Meet our people – Hannah Kuek, Senior Architect

Welcome back, Hannah! You’ve worked with us in the past, but left to pursue school teaching – could you tell us a little bit about this experience? (Including a brief recap on your history at ARM.)

Thank you – it’s great to be back. I worked at ARM for almost eight years on some significant workplace, educational, heritage, and arts projects including RMIT OurPlace (workplace), University of Adelaide Common Teaching Area Upgrades, Arts West and Geelong Library to name a few.

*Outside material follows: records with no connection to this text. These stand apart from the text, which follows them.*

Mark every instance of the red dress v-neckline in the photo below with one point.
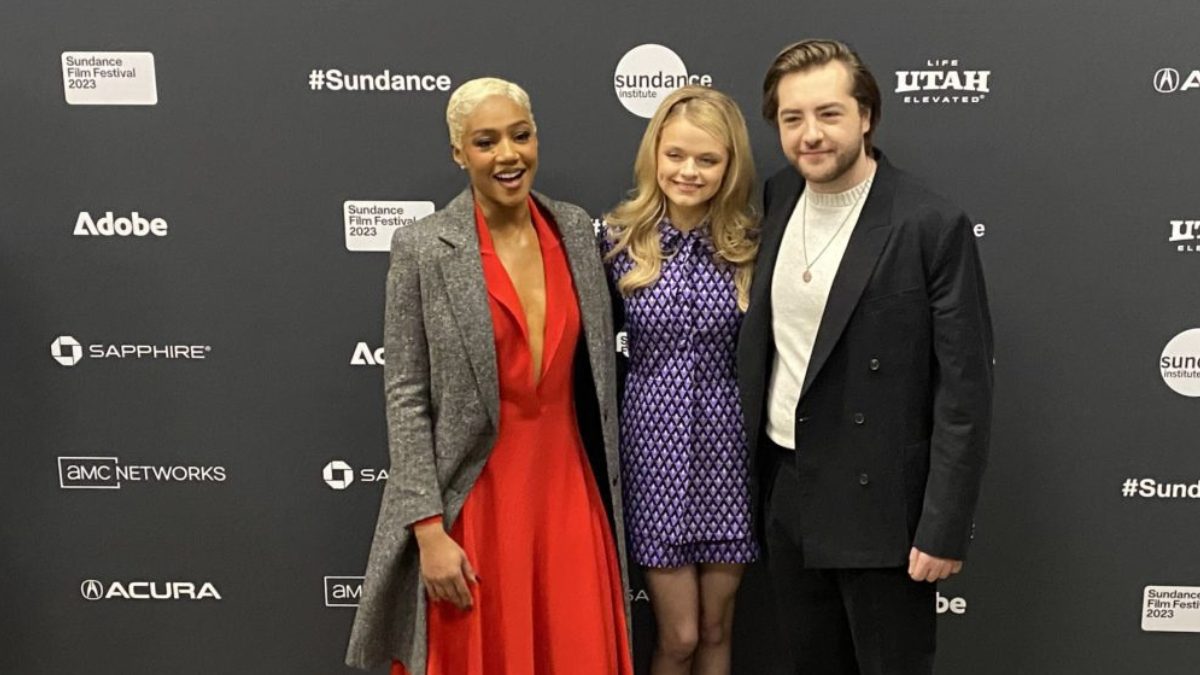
(502, 288)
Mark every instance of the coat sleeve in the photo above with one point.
(406, 376)
(963, 393)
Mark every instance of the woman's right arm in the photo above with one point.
(406, 375)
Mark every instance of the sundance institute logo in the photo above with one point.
(1180, 363)
(647, 73)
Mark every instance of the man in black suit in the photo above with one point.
(865, 370)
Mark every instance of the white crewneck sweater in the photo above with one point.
(797, 305)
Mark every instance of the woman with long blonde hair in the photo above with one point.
(681, 252)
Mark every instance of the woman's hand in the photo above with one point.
(445, 569)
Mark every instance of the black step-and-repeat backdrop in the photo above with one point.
(195, 204)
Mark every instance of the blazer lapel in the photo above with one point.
(865, 244)
(772, 237)
(462, 270)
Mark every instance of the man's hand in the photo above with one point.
(924, 567)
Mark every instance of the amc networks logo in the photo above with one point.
(343, 591)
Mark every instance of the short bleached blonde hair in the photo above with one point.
(472, 93)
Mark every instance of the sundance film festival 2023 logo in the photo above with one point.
(109, 78)
(95, 590)
(647, 73)
(941, 81)
(1171, 81)
(370, 225)
(67, 351)
(339, 475)
(108, 473)
(1180, 363)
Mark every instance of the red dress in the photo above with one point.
(550, 598)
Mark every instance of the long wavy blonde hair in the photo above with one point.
(733, 221)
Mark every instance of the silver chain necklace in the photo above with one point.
(804, 232)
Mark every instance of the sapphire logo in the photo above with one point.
(337, 475)
(91, 590)
(66, 350)
(647, 73)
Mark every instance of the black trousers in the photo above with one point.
(843, 621)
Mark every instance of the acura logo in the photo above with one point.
(66, 350)
(91, 590)
(1167, 81)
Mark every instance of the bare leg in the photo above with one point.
(718, 590)
(675, 596)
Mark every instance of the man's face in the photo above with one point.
(821, 126)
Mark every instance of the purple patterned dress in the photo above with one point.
(683, 448)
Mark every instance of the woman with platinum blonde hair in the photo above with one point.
(681, 251)
(493, 551)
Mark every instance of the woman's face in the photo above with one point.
(690, 165)
(499, 151)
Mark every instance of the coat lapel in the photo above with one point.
(462, 270)
(865, 244)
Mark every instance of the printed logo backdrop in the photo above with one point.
(196, 202)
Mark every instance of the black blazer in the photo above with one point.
(894, 414)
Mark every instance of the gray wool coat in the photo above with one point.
(443, 406)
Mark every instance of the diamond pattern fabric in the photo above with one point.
(683, 444)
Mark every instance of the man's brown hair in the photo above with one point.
(813, 53)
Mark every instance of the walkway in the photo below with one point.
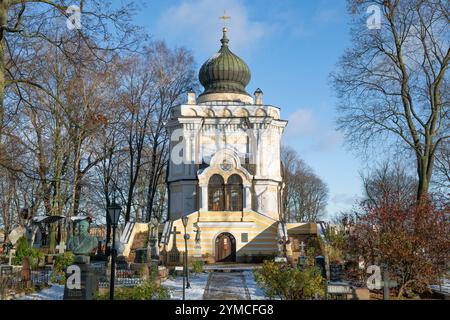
(226, 286)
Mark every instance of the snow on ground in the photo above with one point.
(198, 283)
(175, 285)
(55, 292)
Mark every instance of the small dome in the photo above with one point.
(225, 72)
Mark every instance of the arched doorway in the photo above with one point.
(225, 248)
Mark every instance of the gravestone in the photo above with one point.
(320, 263)
(336, 272)
(61, 247)
(81, 278)
(11, 253)
(87, 287)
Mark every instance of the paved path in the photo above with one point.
(226, 286)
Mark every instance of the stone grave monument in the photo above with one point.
(81, 278)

In my time away from ARM, I completed a Master of Teaching (Secondary) at the University of Melbourne. During these two years, I had the opportunity to teach in different schools – both government and independent. I taught art, design (including architecture!) and music to secondary school students and was a specialised VCE tutor in the classroom. This period taught me many things about effective teaching and learning – both strategies and techniques to be an effective teacher, but just as importantly, the type of architectural environments that foster great learning opportunities and cater to the diverse range of learning needs and abilities we see in classrooms today.

I still teach – currently at tertiary level at the University of Melbourne for Master of Architecture design students in the evenings after work.

As both a qualified teacher and architect, how do you think your unique disciplinary background will influence your practice as an architect?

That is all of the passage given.